Escaping into the mountains Tell joins existing bands of rebels and/or raises a guerilla army to rise up against the Austrians.  The successful revolt that follows unites most of the Swiss Cantons into the Old Confederacy and thus begins the history of the Swiss as a nation. 
Tell was said to have died heroically 40 years later as an old man w/hen he tried to rescue a child from a raging river.
None of this is corroborated in contemporary annals.

1895 Heroic monument by Richard Kessling in Altdorf, Uri.
The first mention of Tell in relationship to the rebellion seems to be in the White Book of Sarnen by a country scribe named Hans Schreiber in 1475.  Shortly thereafter a song called the Tellenlied began to be sung.  Its first appearance in a manuscript was in 1501 although it was clearly already widely sung.  In neither of these accounts is Gessler named or is there mention of his assassination.  The Tellenlied calls Tell the “First Confederate.”

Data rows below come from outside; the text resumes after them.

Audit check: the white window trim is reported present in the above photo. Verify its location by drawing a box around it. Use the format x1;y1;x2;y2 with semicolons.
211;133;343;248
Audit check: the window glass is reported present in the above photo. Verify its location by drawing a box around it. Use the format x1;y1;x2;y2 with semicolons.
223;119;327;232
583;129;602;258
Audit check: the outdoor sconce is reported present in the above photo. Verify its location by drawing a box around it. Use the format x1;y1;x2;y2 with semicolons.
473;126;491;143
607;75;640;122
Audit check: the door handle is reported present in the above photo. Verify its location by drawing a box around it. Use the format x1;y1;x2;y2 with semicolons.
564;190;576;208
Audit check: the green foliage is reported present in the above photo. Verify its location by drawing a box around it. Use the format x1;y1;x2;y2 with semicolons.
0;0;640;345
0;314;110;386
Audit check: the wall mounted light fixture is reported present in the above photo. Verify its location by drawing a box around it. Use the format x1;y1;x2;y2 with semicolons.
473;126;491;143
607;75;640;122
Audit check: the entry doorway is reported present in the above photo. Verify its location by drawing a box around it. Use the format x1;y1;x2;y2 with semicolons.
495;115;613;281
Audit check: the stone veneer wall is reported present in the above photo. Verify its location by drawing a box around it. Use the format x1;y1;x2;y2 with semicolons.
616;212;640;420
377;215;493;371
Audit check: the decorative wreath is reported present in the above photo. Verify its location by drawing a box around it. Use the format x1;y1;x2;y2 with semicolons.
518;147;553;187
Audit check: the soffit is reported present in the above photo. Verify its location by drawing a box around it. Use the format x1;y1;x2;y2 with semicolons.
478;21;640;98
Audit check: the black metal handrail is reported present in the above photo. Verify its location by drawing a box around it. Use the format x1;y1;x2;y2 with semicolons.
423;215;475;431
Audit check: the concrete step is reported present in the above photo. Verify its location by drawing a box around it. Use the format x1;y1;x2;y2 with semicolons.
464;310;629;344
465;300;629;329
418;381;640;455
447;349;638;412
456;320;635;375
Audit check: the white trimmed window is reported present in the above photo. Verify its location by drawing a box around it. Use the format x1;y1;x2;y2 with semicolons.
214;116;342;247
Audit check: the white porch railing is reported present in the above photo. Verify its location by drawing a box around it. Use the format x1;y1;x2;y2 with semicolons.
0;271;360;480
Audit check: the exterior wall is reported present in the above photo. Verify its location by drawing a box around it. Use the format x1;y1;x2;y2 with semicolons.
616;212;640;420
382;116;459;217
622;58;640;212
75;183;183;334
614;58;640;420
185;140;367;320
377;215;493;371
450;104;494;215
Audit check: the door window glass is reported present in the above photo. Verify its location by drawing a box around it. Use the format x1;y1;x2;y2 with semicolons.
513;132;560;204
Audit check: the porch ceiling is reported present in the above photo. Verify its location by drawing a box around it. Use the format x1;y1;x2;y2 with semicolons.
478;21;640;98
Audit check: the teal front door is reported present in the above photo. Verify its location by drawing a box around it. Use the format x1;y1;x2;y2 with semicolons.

The first printed version of the story appeared in 1507 in Chronicle of the Swiss Confederation by Petermann Etterlin, a soldier/scholar who wrote in German but supported the French factions ruling Lucerne.  Around 1570 Aegidius Tschudi from Glarus compiled his monumental Chronicon Helveticum which in turn was the main source for Johannes von Müller’s History of the Swiss Confederation in 1780—written under the ideological influence of rising French radicalism—and for Friedrich Schiller’s play William Tell in1804.
In each of these versions the story of Tell becomes more elaborate with details filled in, names and dates supplied and a mantel of historical verisimilitude draped around it.  The story also adapts to more modern political developments—There really was a Gessler family, for instance, that administered a fiefdom of a Hapsburg prince around Zurich in the late 14th Century.  He became a stand-in for imperial Austrian designs on Switzerland three hundred years later.
Tell inspired The Three Tells—heroes of the 1653 Swiss Peasants’ War who dressed as Tell attempted to assassinate Ulrich Dullike, Schultheiss (Mayor) of Lucerne for the Hapsburgs in 1653.  In the writings of early 19th Century Romantics they became similar to certain Nordic myths and King Arthur in English folklore, sleeping under the mountains and waiting to be resurrected and come to the salvation of the nation in a time of peril. 

On the Helvetic Republic state seal.
During the French Revolution Tell was adopted as a model and hero for rebellion against authority.  He was re-cast as a peasant leader and his role as a revolutionary elevated over earlier versions which emphasized his individual defiance.  In the Napoleonic era Gessler becomes a tool of an unseen—and not even historically accurate—Austrian Emperor.  In the post-Napoleonic era Tell becomes the symbol to resistance against all oppression—including that inflicted in the false hope that Bonaparte   would be a liberating force in Europe. 
When Napoleon invaded western Switzerland and imposed the Helvetic Republic in 1798, the new central government sought legitimacy by making Tell and his son the central device in their official seal.  When the Republic was overthrown in 1803 and the Confederacy of Cantons restored in the period known in Swiss history as the Restoration, Tell became a symbol for resistance to all foreign meddling in Swiss affairs.  This is the Tell of Schiller’s play and Rossini’s opera.
Since then he has been schizophrenic simultaneously hailed as a hero of left populism and of right-wing Swiss nationalism.  He has been cited as the inspiration for Guy Fawkes and the Gunpowder Plotters in England in 1604, along with Brutus by John Wilkes Booth for his assassination of Abraham Lincoln, and by late 19th Century anarchist assassins and attempted assassins of European rulers.
Adolph Hitler in Mein Kampf praised Tell as the prototype of a Germanic hero and man of action.  He sang a different song after young Swiss Francophone patriot Maurice Bavaud—dubbed the “New William Tell” by his admirers—attempted to assassinate him in 1938.  He subsequently banned all performances of either Schiller’s play or the Rossini opera.  At a banquet in 1942 he complained, “Why did Schiller have to immortalize that Swiss sniper!”